Дело в том, что истребовать принадлежавшее имущество оказывается невозможным, если только продавец не является непосредственным грабителем. С добросовестного покупателя все взятки оказываются гладки. Что же легитимирует правовая система подобным образом? Строго говоря, она признает за грабителем право частной собственности. Поскольку только собственник или его законный представитель может осуществлять право распоряжения, то логически завершенная структура римского частного права признает любую сделку грабителя со сколь угодно добросовестным покупателем незаконной. Покупатель награбленного, безусловно, не виноват, но оставить ему частную собственность другого человека – значит юридически признать право грабителя на распоряжение чужой частной собственностью.

Почему именно так рассуждали римские юристы?
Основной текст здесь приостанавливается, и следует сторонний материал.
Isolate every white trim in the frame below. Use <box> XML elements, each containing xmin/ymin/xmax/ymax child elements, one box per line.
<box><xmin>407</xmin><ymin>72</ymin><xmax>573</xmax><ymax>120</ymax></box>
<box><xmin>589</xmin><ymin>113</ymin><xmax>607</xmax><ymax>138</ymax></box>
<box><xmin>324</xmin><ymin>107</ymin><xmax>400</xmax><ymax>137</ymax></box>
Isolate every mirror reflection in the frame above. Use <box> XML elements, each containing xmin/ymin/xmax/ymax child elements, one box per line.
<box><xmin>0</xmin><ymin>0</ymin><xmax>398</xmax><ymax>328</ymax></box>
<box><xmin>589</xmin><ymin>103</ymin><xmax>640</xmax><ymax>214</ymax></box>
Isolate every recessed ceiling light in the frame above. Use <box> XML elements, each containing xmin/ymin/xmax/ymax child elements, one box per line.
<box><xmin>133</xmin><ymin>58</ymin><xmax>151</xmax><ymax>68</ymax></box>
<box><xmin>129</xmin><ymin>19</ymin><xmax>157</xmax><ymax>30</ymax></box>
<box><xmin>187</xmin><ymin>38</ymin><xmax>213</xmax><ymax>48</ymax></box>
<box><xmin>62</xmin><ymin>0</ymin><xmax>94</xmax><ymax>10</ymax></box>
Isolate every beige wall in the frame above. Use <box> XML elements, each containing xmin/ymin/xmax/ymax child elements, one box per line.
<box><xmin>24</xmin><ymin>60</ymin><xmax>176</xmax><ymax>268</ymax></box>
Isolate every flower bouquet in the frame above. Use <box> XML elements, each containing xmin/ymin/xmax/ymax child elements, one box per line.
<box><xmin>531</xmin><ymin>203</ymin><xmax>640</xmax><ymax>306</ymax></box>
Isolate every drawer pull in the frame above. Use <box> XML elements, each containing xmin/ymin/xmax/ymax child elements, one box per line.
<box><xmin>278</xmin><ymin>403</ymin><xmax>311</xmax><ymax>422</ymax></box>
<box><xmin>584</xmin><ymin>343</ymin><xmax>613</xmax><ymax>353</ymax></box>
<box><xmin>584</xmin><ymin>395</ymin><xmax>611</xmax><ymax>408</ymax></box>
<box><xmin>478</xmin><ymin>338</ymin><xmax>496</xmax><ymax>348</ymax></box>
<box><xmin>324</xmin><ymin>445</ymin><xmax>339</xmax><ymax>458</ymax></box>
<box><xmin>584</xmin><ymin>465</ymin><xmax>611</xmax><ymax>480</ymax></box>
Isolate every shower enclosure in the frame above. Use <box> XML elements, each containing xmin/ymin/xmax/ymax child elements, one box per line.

Очевидно, что страдать должен грабитель, а не ограбленный и не тот человек, который случайно купил ворованную вещь. Тем не менее, ясно, что не всегда грабитель может быть найден и установлен сразу, а равно не сразу с него может быть взыскано за причиненный им вред. На время «установления справедливости» кому-то придется страдать вместо грабителя. Почему это должен быть невинный покупатель незаконно полученной вещи? Обоснований этого римские юристы выдвинули несколько: во-первых, изначально потерпевший уже пострадал и заставлять его страдать в дальнейшем слишком несправедливо, во-вторых, добросовестность покупателя требует дополнительной проверки, так как он может быть и сообщником грабителя, и в-третьих, как уже было упомянуто выше, нельзя признавать легитимность не только действий нарушителя священного права, но и отчуждаемость этого права незаконным путем даже в косвенной форме.
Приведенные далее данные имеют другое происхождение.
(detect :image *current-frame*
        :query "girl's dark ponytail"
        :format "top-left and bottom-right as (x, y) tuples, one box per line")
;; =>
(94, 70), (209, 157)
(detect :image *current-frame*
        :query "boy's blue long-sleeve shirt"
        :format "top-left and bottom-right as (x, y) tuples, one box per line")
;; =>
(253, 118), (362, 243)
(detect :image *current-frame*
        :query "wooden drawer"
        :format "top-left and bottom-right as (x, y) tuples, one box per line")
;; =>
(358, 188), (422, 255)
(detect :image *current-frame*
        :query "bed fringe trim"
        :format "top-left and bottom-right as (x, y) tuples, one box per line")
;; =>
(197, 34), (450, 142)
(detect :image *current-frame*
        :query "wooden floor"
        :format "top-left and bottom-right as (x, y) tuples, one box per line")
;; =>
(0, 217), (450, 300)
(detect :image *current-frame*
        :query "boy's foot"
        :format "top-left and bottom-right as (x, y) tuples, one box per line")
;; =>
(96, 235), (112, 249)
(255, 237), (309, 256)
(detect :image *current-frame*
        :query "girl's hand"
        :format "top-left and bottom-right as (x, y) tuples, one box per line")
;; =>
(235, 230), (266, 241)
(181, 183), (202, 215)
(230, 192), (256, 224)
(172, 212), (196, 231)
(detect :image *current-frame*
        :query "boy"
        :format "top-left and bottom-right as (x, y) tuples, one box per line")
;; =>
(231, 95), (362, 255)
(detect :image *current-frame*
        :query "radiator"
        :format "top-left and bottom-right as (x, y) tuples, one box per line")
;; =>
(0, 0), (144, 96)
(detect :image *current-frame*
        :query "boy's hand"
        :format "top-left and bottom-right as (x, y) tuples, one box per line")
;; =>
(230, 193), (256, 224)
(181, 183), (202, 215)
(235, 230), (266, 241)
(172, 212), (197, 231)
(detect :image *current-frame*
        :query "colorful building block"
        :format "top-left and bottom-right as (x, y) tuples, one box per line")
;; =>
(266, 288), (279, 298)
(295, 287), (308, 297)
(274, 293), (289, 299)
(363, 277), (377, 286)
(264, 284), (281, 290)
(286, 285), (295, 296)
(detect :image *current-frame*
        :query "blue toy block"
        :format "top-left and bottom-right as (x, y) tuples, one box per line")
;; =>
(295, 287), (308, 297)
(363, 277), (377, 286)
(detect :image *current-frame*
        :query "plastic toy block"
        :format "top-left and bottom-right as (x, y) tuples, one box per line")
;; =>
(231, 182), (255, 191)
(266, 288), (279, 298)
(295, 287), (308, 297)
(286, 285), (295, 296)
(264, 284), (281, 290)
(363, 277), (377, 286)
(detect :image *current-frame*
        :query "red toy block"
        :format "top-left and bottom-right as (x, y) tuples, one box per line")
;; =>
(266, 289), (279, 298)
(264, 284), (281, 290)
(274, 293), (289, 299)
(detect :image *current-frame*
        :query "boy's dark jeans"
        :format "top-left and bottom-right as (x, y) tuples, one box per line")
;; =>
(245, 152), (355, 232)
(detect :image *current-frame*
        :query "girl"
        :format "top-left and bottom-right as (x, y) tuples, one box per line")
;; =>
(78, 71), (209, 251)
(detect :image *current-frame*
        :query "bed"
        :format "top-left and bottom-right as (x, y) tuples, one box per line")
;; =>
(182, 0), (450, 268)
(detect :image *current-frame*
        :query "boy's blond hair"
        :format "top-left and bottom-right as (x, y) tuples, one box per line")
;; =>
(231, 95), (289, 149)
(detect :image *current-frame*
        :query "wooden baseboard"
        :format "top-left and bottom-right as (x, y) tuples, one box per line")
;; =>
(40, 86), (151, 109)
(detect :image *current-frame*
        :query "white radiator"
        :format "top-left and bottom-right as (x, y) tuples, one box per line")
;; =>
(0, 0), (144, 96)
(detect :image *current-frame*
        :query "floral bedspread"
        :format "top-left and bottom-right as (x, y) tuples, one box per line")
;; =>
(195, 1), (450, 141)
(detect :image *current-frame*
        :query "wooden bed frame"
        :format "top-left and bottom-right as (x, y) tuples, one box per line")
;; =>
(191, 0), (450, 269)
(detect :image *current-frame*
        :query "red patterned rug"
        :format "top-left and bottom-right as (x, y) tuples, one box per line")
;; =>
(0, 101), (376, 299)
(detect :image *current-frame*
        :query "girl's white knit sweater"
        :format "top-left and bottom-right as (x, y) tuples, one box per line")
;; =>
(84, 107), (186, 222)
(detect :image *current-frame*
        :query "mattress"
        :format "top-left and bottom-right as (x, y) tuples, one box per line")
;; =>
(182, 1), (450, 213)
Все эти три довода юристов Древнего Рима, соблюдаемые в нынешнем континентальном праве, были отвергнуты нашим законодателем. Грабитель же, совершающий общественно опасное деяние был не только признан в своем праве грабить, но и легитимирован как частный собственник награбленного, ведь он действительно и владеет, и пользуется, и распоряжается полученным преступным путем. С позволения читателя я оставлю за собой право не прибегать к политическим рассуждениям на тему того, зачем право частной собственности были принято в современной России именно в такой форме. Подобная позиция связана с нежеланием как повторять уже итак неоднократно проговоренное многими авторами, так и приспособлять чистую правовую позицию к лозунгам какой-либо существующей ныне в России политической силы.

Однако анализ был не окончен и не справедлив без одной важной детали. Учитывая в рамках данной системы мнение классиков частного права, я бы все же не хотел бы с ними окончательно соглашаться. Желание возложить страдания на невиновного, пусть даже временно и вынужденно, заставить отвечать за несовершенные им деяния, не находит у меня оправдания и понимания. Частная собственность загоняет людей в рамки выбора между двумя зол, каждое из которых кроет за собой внутреннюю гниль, несмотря на внешнее благородство одежд, в которые их готовы нарядить ревностные служители. Те люди, которые полагают, что за идеей уничтожения частной собственности стоит только максимализм и вульгарное отношение к действительности, мягко говоря, ошибаются. Пострадавший не должен страдать, но не должен и страдать невинный лишь потому, что не он оказался частным собственником. Быть может, многие назовут такую позицию утопичной, но лучше быть благородным приверженцем утопии, чем любоваться неприглядной действительностью.